Раздел 3. Воплощение мифов
Некоторые проблемы античной мифографии
Предмет изучения мифографии. — Иллюстративный характер мифологических изображений. — Внесловесный пласт мифологической образности. — Мифологическая вещь = кристаллизатор повествования. — Эволюция иконографии мифа о Сизифе. — Миф о Катрее. — Зазор между изложением сюжета и осмыслением его предметного содержания.
Изучение повествовательного строя сочинений античных мифографов в его связи с иконографией мифа может·представить значительный интерес для мифологии как историко-культурной дисциплины. Не задаваясь вопросом «Что такое миф?», мифографы пишут о том, какие бывают мифы, правдивы ли они, какими мифами пользовался Гомер, какими — трагики, что в действительности означают мифы и т. п. При этом в силу того, что основным источником мифографов является греческая поэзия — эпическая, драматическая, лирическая, — сама собою складывается уверенность в том, что и предмет их интереса — миф — явление насквозь словесное, ибо µῦθος, говорят нам, и есть слово.

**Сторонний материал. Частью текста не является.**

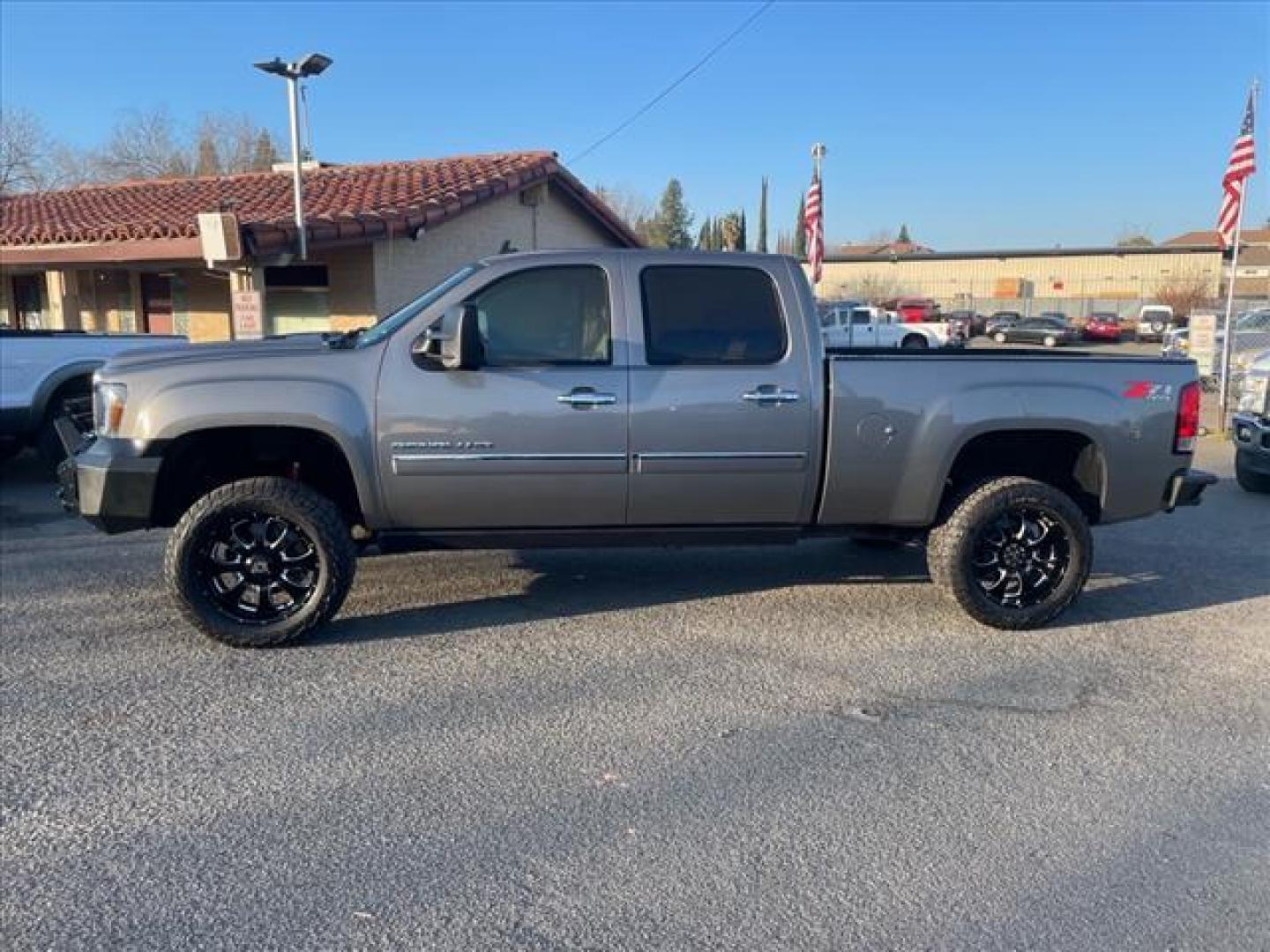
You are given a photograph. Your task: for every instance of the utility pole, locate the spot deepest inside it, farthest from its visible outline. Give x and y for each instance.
(311, 65)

Вооружившись этой уверенностью, мы готовы сделать и следующий шаг, связанный уже с истолкованием мифологии, воплощенной в произведениях искусства, для которой весь этот пестрый изобразительный материал делается иконографией. Так, например, иконография Троянской войны связывается с гомеровскими поэмами или поэмами эпического цикла как иллюстрация, воспроизводящая — с поправкой на язык пространственного искусства — сюжетные схемы памятников (в том числе гипотетических) искусства словесного.
Во множестве случаев такая установка безусловно правильна. Собственно, с того момента, как Гомер или трагики вошли в школьный обиход, преимущественно иллюстративный характер мифологических изображений на вазах, зеркалах, в настенной живописи и т. д. не вызывает никаких сомнений. Именно таковы Tabulae Iliacae (Троянские картины) императорской эпохи, а также «гомеровские чаши», самые старые из которых Карл Роберт датировал III в. (в их основе, вероятно, лежат уже не самые киклические поэмы, но их ипотесы).